I knew Gray, though, to the extent that I met him and shared a meal with him. Him and me. My one, true celebrity experience.

As a freshman working for the school newspaper, I went to the theater shortly before Gray was to perform “Monster in a Box,” I believe, and arrogantly asked for and miraculously got an interview with him. We went to get Chinese food around the corner at a restaurant where management crammed us in the back next to the kitchen and the clangs and clanks of pots and swinging doors. We smiled over it. At first I think it made him anxious, but I also remember his sly, aggrieved smile, a relief because I was underprepared and he seemed a bit serious.

I interviewed him as he ate -- I ate very little -- and at the end, tried to pay. He refused, pointing out that he surely made far more money than I did. I relented.

I don’t remember a single thing we spoke about. I don’t even remember where the tape of that interview is.
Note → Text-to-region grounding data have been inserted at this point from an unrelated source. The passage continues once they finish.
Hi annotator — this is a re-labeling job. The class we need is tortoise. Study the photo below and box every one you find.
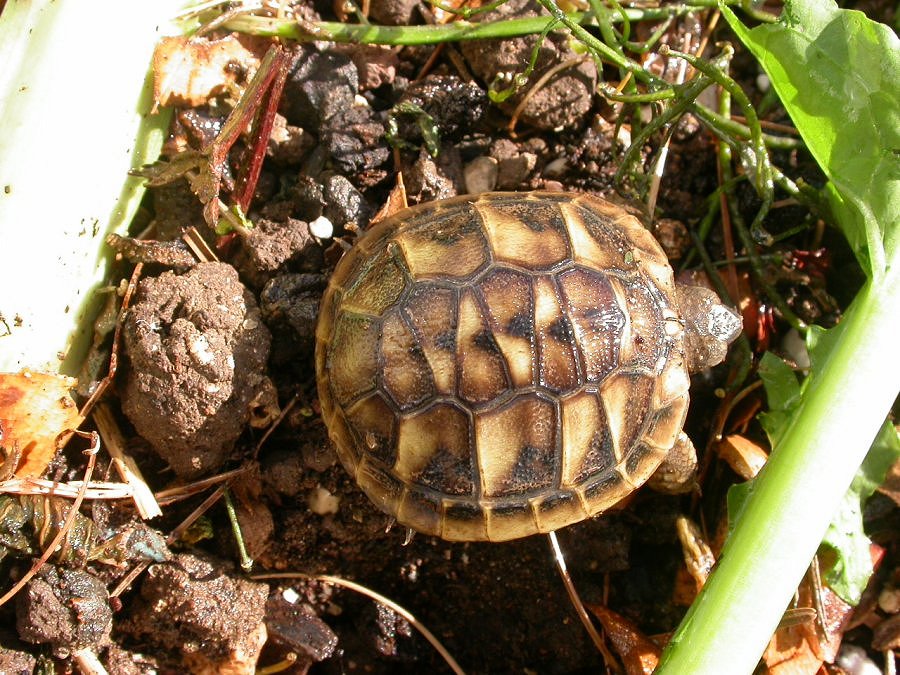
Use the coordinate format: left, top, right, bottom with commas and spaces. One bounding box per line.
315, 192, 742, 542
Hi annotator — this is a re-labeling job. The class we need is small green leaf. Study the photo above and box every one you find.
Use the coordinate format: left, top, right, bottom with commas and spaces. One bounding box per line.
821, 421, 900, 603
757, 351, 801, 446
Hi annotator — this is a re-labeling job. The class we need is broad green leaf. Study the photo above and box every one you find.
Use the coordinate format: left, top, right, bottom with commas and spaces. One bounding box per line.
757, 351, 801, 446
822, 420, 900, 603
722, 0, 900, 279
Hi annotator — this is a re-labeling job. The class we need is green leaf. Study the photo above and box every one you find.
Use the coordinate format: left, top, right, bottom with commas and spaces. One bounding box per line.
757, 351, 801, 446
821, 421, 900, 603
721, 0, 900, 279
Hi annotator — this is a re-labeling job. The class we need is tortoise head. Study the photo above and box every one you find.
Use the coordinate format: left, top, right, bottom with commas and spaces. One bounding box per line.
676, 283, 743, 373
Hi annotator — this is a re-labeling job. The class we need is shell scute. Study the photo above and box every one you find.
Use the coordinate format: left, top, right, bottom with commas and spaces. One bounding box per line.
395, 402, 475, 497
395, 206, 491, 279
474, 393, 558, 498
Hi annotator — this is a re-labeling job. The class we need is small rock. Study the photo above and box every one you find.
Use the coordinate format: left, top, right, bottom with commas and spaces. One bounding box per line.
259, 273, 326, 346
235, 500, 275, 560
321, 103, 390, 174
266, 594, 338, 661
322, 173, 373, 233
489, 139, 537, 189
464, 156, 499, 194
308, 485, 341, 515
651, 218, 691, 260
395, 75, 488, 142
0, 646, 36, 674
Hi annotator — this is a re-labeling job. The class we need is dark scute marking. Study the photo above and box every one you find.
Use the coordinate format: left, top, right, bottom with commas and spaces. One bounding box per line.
506, 312, 533, 339
417, 446, 475, 496
434, 329, 456, 352
473, 329, 501, 353
504, 200, 567, 235
509, 444, 556, 493
548, 315, 575, 345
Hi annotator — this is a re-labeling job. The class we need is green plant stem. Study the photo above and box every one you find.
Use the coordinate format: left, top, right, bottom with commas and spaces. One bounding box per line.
223, 6, 706, 45
657, 267, 900, 674
0, 0, 179, 375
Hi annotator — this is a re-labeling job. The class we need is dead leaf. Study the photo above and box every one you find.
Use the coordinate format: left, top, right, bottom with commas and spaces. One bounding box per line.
370, 174, 409, 226
762, 570, 855, 673
587, 604, 661, 675
0, 371, 80, 478
152, 34, 262, 109
673, 515, 715, 604
716, 434, 769, 480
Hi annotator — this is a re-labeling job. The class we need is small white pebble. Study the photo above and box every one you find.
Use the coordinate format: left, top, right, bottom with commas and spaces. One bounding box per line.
281, 587, 300, 604
781, 329, 810, 369
836, 644, 882, 675
189, 335, 214, 365
878, 587, 900, 614
354, 94, 370, 107
309, 215, 334, 240
308, 485, 340, 515
543, 157, 568, 177
464, 156, 498, 194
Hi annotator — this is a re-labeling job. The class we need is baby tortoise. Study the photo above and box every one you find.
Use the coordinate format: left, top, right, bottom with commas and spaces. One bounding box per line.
315, 192, 742, 542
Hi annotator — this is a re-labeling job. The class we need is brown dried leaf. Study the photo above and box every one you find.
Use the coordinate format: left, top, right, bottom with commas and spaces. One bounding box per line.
673, 516, 715, 605
152, 35, 261, 109
872, 613, 900, 651
762, 574, 855, 673
716, 433, 769, 480
370, 174, 409, 226
587, 604, 660, 675
0, 371, 80, 478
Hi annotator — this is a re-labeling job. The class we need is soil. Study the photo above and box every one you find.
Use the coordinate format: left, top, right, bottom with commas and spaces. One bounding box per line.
3, 1, 898, 674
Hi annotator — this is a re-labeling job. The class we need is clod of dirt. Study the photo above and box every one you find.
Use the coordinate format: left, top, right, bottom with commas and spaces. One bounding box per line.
367, 0, 419, 25
259, 273, 326, 362
16, 567, 112, 658
151, 179, 211, 241
333, 44, 399, 91
395, 75, 488, 141
121, 262, 272, 478
123, 552, 268, 671
0, 646, 36, 674
265, 593, 339, 662
234, 217, 324, 289
267, 113, 315, 165
282, 48, 358, 133
372, 604, 413, 658
321, 103, 390, 174
404, 146, 465, 203
460, 0, 597, 130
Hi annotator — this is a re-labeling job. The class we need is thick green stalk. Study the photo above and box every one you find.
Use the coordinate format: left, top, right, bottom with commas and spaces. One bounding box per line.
0, 1, 180, 375
657, 265, 900, 673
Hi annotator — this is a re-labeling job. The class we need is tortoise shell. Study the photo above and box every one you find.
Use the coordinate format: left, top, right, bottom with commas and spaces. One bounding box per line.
315, 192, 691, 542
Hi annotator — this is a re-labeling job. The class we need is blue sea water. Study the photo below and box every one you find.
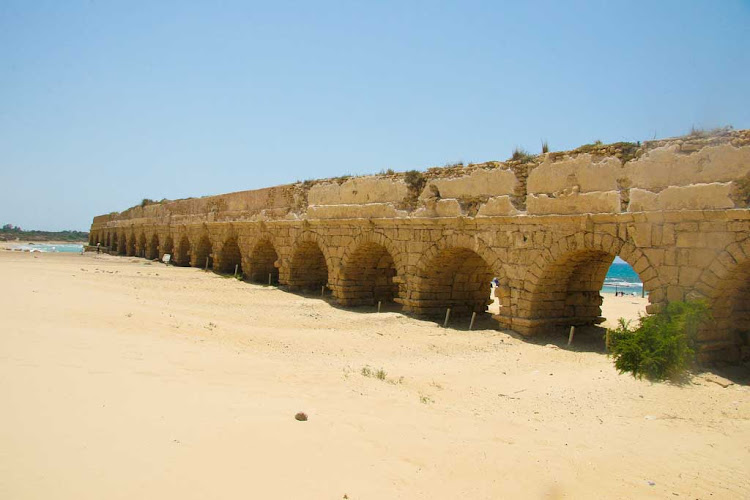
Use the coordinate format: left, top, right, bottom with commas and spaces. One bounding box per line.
13, 243, 83, 253
602, 261, 644, 296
I probably recorded over it immediately because I needed it for other interviews and this one was, after all, unintelligible over kitchen noise, in that frustrating way microcassette recorders have of capturing incidental noise better than the noise you want.

Gray got me in to his show that night, in the front row, where I could look up at him and watch the spit fly as he spoke with his classic reserved passion: that trick of holding everyone’s attention while sitting behind a desk talking for an hour and a half.

I would go on reading and watching and exalting Gray over the years, picking up a copy of his novel, “Endless Vacation” and rewatching “Swimming to Cambodia” and “The Paper” occasionally and contemplating going to New York to see him in “Our Town” and relishing, especially, when my parents would send me books of his latest monologues.

The last one was “Morning, Noon and Night,” a glorious ode to domesticity, a life in a day, like the early work of Nicholson Baker, but with all the action implied by being a husband, father, stepfather, nanny and chauffeur. Still acerbic and clever, but so warm and charming. Gray was, of all things, happy.

It promised a long life into gentle patriarchy, Gray the grandfather, Gray the great-grandfather, Gray the eminence grise. For everyone who’d been told by their friend of his mother’s suicide at 52 and his own terrors, “Morning, Noon and Night” meant knowing that everything would be okay.

But we didn’t really know that. We didn’t know Spalding Gray. We knew a lot about him, and not enough.